Ancient Mediterranean

Digital Project


Cat. No.



850-825 B.C. (MG I)


Lefkandi, Toumba cemetery, fill of tomb no. 61 from a disturbed burial context


Vessel H: 29 cm; max. diam.: 27.5 cm


Large globular pyxis, light red clay, deep buff slip, brown paint. Significant parts of the sides, neck, and shoulder are missing. The top and bottom halves do not quite join.

Accession Number

Eretria Museum 16633


Calligas 1990: 77-79, fig. 1; Nakas 2011: fig. 6; Popham 1987; Wedde 1999a: 510-11; 2006: 260, fig. 5

Ship to the right, with two birds in flight above and two fish below, facing in the same direction. The hull is rendered by a continuous thick flat line that thins out into a markedly incurving high sternpost ending in three short projections. There is a large triangular steering oar. The bow consists of a vertical post with lattice work depicted by two parallel lines joined together by oblique strokes, an incurving extremity, and a bow projection below it. There are six short horizontal timbers projecting outward from the stem. The vertical lines above the gunwale are tholepins, there are no stanchions depicted. There are three parallel horizontal lines of uniform thickness above the hull. I interpret these as a deck and raised sides (wales) offering lateral protection for the rowers. The mast is slightly forward of amidships and forked at the top, with only a forestay. There are two spears and the shaft of a third stacked upright in the hull at the stern.

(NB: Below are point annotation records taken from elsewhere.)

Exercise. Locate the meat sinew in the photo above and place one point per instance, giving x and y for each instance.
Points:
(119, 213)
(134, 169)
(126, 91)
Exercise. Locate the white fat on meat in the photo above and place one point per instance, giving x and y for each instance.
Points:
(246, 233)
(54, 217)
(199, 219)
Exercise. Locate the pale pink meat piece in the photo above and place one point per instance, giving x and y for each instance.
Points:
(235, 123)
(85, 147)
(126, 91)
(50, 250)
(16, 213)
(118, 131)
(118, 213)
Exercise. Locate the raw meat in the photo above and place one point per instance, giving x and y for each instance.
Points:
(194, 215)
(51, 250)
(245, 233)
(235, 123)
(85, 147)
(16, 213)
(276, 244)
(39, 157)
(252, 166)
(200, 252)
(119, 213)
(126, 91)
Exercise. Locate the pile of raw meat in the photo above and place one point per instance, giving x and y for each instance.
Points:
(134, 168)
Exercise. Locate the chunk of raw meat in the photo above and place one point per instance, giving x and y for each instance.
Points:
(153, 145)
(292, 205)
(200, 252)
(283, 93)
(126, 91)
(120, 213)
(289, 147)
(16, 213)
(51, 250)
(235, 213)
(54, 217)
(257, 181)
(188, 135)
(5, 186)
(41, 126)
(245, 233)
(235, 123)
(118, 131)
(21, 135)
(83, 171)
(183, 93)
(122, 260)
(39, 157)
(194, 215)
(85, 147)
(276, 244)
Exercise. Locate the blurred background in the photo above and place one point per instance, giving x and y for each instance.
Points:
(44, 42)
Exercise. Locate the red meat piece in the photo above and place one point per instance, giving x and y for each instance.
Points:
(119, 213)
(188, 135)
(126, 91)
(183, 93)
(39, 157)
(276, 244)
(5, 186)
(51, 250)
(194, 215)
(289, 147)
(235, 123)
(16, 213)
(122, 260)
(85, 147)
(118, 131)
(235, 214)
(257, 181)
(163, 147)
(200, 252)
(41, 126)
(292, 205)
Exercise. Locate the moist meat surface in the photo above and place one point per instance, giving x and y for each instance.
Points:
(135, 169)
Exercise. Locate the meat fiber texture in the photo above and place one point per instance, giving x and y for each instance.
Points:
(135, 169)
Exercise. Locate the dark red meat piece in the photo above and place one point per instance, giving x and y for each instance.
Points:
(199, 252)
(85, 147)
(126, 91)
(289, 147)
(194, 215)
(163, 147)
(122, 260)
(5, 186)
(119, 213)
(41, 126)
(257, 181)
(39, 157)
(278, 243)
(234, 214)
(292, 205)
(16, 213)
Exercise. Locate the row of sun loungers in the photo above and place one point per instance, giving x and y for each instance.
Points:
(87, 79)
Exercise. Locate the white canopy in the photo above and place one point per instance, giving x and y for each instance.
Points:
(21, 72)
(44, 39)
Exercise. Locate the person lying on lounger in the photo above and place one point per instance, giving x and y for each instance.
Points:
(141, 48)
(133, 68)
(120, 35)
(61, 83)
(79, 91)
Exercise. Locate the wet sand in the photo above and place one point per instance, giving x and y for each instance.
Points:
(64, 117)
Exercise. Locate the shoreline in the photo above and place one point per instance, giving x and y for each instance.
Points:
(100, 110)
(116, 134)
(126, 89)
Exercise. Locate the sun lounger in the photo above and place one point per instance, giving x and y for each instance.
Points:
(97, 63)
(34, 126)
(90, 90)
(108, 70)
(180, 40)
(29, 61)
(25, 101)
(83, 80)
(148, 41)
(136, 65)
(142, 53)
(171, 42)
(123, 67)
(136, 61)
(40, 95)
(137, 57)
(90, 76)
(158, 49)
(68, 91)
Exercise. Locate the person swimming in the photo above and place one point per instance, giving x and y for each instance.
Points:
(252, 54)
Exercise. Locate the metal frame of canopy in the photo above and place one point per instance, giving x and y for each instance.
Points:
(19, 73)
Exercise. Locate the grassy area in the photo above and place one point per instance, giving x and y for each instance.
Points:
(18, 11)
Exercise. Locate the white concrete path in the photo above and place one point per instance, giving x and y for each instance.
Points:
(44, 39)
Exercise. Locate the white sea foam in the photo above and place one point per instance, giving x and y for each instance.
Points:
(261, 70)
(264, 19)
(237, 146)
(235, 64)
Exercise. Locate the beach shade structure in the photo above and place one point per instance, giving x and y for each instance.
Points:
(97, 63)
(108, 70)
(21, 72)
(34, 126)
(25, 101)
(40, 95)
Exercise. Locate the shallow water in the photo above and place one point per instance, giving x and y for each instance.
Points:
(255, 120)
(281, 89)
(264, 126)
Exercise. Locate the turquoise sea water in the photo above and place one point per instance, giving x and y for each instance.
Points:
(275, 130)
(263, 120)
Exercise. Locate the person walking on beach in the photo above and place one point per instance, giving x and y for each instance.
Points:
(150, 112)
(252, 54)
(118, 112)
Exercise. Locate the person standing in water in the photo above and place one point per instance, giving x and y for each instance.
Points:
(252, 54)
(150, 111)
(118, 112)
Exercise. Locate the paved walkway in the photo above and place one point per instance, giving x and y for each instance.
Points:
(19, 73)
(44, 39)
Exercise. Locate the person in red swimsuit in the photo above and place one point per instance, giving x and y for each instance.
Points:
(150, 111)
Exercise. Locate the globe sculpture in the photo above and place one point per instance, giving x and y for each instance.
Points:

The find is out of context. The pyxis has been reconstructed from fragments found mixed together with numerous other sherds in the fill of tomb 61 as well as the soil which was used to level the area above it. Lying near the northeast limit of the Toumba cemetery, tomb 61 was otherwise found empty and was probably unused. In the process of excavating the shaft, grave diggers appear to have destroyed an early MG I tomb along with most of an adjacent SPG I pyre (no. 21), reusing part of their contents to refill the shaft. The pyxis with the ship depiction likely came from the disturbed tomb which Popham has identified as a female burial. The offerings attributed to it include nine pyxides (two Attic imports), a globular amphora, a plain gold diadem, a gold attachment, a bronze pin, and faience beads. Six of the locally made pyxides were considered to similar that they are presumably from the same workshop (Popham 1987: 353-355).

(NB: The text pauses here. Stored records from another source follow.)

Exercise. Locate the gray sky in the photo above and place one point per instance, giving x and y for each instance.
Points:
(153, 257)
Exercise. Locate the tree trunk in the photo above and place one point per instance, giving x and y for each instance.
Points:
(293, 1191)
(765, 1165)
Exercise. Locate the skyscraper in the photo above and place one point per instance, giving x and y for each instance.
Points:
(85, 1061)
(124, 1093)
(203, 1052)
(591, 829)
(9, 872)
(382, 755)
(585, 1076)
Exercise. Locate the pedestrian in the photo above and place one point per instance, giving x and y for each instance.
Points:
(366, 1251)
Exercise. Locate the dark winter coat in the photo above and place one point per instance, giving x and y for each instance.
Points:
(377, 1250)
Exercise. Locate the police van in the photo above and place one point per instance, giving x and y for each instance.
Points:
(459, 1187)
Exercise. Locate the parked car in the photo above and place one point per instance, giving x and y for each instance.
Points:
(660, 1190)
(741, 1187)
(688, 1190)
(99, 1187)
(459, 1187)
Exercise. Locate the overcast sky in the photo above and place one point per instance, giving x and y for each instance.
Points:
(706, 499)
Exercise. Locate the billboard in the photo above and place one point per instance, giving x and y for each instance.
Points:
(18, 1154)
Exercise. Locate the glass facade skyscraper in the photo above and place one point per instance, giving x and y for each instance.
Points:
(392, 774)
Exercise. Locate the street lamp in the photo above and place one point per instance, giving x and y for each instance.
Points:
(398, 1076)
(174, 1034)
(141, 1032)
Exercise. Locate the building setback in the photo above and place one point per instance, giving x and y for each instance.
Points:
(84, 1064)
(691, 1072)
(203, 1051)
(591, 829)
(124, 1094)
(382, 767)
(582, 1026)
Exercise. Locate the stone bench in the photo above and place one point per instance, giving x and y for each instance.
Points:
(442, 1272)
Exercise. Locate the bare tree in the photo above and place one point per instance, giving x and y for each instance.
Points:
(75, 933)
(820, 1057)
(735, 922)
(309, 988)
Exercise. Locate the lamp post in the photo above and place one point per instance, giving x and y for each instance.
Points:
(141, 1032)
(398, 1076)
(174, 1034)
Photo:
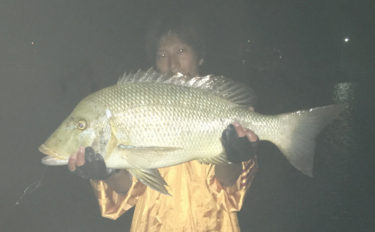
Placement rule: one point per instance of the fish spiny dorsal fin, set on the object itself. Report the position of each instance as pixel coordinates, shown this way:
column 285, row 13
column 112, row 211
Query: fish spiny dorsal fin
column 219, row 85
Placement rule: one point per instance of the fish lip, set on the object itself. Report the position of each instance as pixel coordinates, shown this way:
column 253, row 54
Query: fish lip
column 45, row 150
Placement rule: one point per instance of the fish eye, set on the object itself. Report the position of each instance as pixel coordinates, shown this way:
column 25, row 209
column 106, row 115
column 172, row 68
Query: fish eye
column 81, row 124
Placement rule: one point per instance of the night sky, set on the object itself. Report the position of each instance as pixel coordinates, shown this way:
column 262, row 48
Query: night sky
column 295, row 54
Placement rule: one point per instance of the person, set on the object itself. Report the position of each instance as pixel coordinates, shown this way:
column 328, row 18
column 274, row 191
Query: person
column 204, row 197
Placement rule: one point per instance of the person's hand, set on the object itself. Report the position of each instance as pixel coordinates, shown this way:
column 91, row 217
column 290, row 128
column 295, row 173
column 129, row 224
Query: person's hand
column 240, row 144
column 89, row 165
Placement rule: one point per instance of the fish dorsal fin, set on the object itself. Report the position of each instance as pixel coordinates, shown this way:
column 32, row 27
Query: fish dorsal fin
column 232, row 91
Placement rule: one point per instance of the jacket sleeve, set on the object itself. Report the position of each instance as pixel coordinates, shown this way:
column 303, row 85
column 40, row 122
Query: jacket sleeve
column 112, row 204
column 231, row 197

The vase is a large version of a typical local globular pyxis. Decoration is in the local style, and includes panels filled with cross-hatched motifs of swastikas, linked lozenges and battlement. Below the rim are two pairs of holes for securing a lid, with three such lids found in the fill.

Although this is a fairly minimalist depiction, the important structural elements are there. Wedde assigns the bow morphology to his group 2 alongside the Tragana and the Khaniale Tekke ships, for which it may represent a possible link between the two. It is defined by a "rudimentary bow projection, a vertical stem with lattice work and no integration into the mass of the bow."(Wedde 2006: 260).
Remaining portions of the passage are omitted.